Adverse reactions, including allergies and local chemical irritation, may occur from materials used in the oral cavity due to direct and indirect contacts with the oral mucosa [27]. Roy et al. [28] used murine (Ehrlich Ascites Carcinoma and Melanoma B-16 cells) and human cancer cell lines to investigate the cytotoxic effect of PBC extract. They found that the concentration of PBC had an effect on cell viability. Although PBC extract was cyto­toxic to both normal and tumor cell lines, tumor cells were more lethal than normal cells. On the other hand, Valle et al. [29] concluded that PBC was not harmful to normal human dermal fibroblasts. Previous studies demonstrated that GC soft liner was less cytotoxic than other commercial products, such as Coe Comfort and Kerr FITT [30]. Consistently, the current study found that PBC incorporated into GC soft liner had no cytoto­xicity on HGF cell line.
Therefore, denture wearers benefit from the incorporation of anti-fungal and anti-bacterial substances into soft lining material to avoid infection. As a result, it may reduce inflammation as well as injury of tissue. However, PBC has not been investigated in clinical trials due to its dark green color and difficulty in preparation. Purification of a PBC active ingredient should be examined in future research that could lead to its therapeutic application.


According to this in vitro study, PBC and PBO promote anti-microbial activity against C. albicans and S. mutans. However, when compared to PBC, GC soft liner combined with PBO demonstrated lower anti-bacterial and anti-candidal efficacy. The application of GC soft liner incorporated with PBC at an optimal concentration of 10% w/w showed anti-microbial activity against C. albi­cans and S. mutans, with no difference in cytoto­xicity. PBC is a natural agent that could be used to treat denture stomatitis and decrease secondary caries with no harmful effect.


The authors would like to thank Dr.
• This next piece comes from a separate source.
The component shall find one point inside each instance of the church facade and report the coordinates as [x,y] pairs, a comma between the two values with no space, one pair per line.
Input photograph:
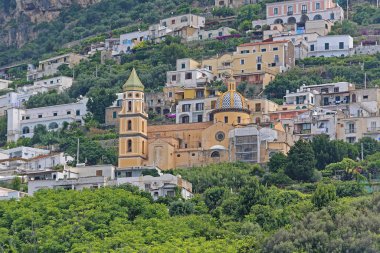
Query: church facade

Jindaporn Puri­pattanavong from Department of Pharmacognosy and Pharmaceutical Botany, Faculty of Pharmaceutical Sciences, Prince of Songkla University, Songkhla, Thailand for providing Piper betle extract, and Dr. Widchaya Kanchanavasita for his advice on statistical analysis.

Conflict of interests

The authors declare no potential conflicts of interest concerning the research, authorship, and/or publication of this article.